- El tiempo en la antigua
India - El tiempo para la antigua
Grecia - El tiempo en la antigua
Roma - El tiempo en la Edad
Media - El tiempo en el mundo
moderno - El tiempo en el mundo
contemporáneo - Bibliografía
La concepción del tiempo ha ido
variando a lo largo de la Historia, se ha interpretado
y comprendido de muy variadas formas, en constantes avances y
retrocesos.
En las primeras culturas, tal como enseñó Mircea
Eliade, el gran investigador de las religiones y tradiciones
antiguas, existía un tiempo cíclico, marcado por
ritos periódicos en relación con los procesos de
siembra y cosecha, por los solsticios y ritmos significativos del
sol y de determinados astros, por festividades religiosas
periódicas, por celebraciones que emulaban el origen o
fundación de su cultura.
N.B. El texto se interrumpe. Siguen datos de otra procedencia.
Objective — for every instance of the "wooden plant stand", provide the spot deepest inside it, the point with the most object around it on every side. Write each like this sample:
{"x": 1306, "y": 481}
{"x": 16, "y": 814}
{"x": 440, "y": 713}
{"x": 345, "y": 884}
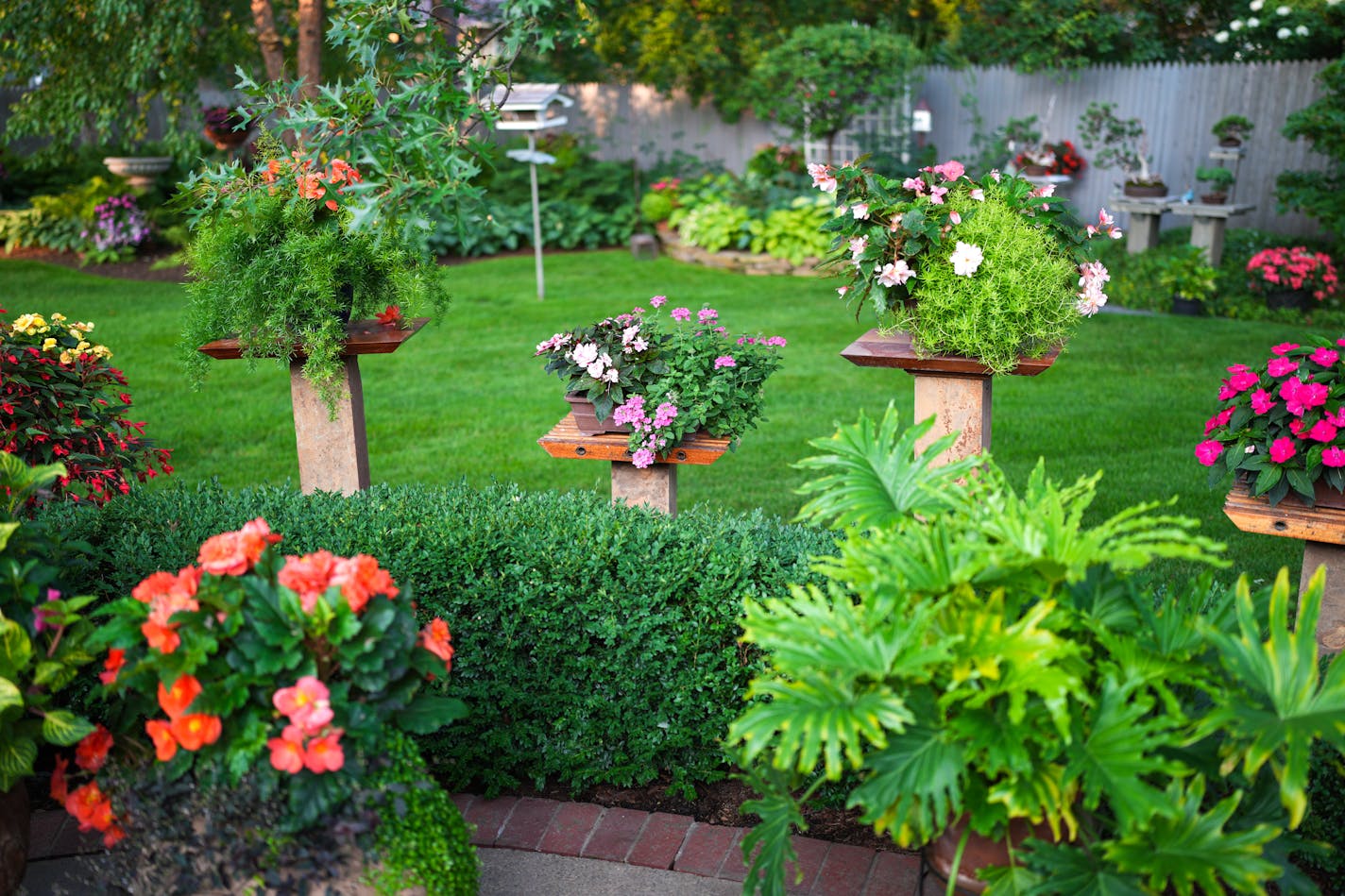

El
tiempo, como medida, no tenía valor.
Para la mentalidad clásica todo fluye, todo está
en constante movimiento,
nada en el Universo puede
detenerse, todo vibra, todo camina, y el propio hombre como
parte integrante de la naturaleza no
puede sustraerse a participar de esa danza
cósmica. De esta visión participaban tanto los
egipcios como los griegos, pero la hallamos mucho antes expresada
en la India
milenaria.
Para el pensamiento
hindú, el hombre
está sometido a las leyes naturales,
y por ello es un ser que se ve sometido a cambios
rítmicos, a ciclos que le llevan a pasar por vaivenes y
altibajos, tal como se suceden y renuevan las estaciones, tal
como se repiten las etapas de las grandes lluvias y de
sequía. En cada etapa, en cada ciclo individual e
histórico, el hombre comprenderá parte de su
verdad.
La concepción hindú, que integra la idea de la
reencarnación como necesidad de que el hombre se ponga a
prueba y ejercite, a lo largo de innúmeras vidas y en
diversas circunstancias y experiencias aquello que sueña,
aquello que desea, hasta forjar en sí mismo una realidad
más profunda y evolucionada, pareciera que ve al hombre
como quien se desplaza sobre los acontecimientos y
civilizaciones, aunque en el fondo concibe al tiempo como algo
que corre bajo sus pies, de modo que las experiencias que se
suceden en esta vida o en varias sirven a la comprensión
profunda de la conciencia
imperecedera del hombre interior, aquel que somos más
allá de los ropajes que vamos adquiriendo en cada vida
particular.
Para la mentalidad hindú, reflejo de una
concepción filosófica oriental, más
allá de lo cambiante, más allá de las edades
(yugas) por las que atraviesa el hombre y las civilizaciones hay
algo permanente, que es el verdadero ser; por lo tanto, lo
cambiante está sometido al paso del tiempo, al desgaste de
las formas y de la materia, pero
lo imperecedero, el ser interior en el hombre, está
anclado en un mundo eterno o más bien atemporal.
EL TIEMPO PARA LA ANTIGUA
GRECIA
Según Platón
«el tiempo es la imagen
móvil de lo eterno», por lo tanto al expresarse en
éstos términos podemos entender que no lo
concebía como una dimensión estática y
meramente objetiva. Platón
recoge las ideas de otro gran iniciado, Parménides, pues
las fuentes de su
formación fueron las mismas: las antiguas Escuelas de
Misterios.
Admiten ambos por lo tanto la existencia de la eternidad, aunque
ella está en relación con el «ser» o la
esencia de los seres y objetos, en tanto que «la
apariencia» de los mismos está en relación
con el mundo de lo «temporal». El ser pertenece al
mundo de las ideas, en tanto que nosotros tan sólo
captamos las apariencias de
las cosas, su existencia en el mundo sensible o manifestado.
Platón y Parménides creen en un mundo gradual,
con múltiples niveles de plasmación o de realidad.
El espíritu precisa del cuerpo para manifestarse, pero
ambos, como toda la sabiduría tradicional, dan más
realidad al espíritu que al cuerpo, en contra de la
visión actual, y entre ambos hay una gradación de
niveles de comprensión, de conciencia, que ha de retornar
al hombre a descubrir su esencia.
Pero si esto es así, el tiempo como medida de lo
cambiante tan sólo es necesario en el mundo de la
existencia. Por ello Platón proponía un uso del
día equilibrado, en el que además del negocio no
faltaban los placeres del alma, los
«divinos ocios», en que el teatro, la
pintura, la
oratoria,
la lectura,
etc., es decir, la formación profunda del alma hallara su
alimento diario. Según Platón una cuarta parte del
día debiera ser destinada a dormir, una cuarta parte al
trabajo, una
cuarta parte a la comida, la higiene y
similares menesteres, y una cuarta parte a los divinos ocios.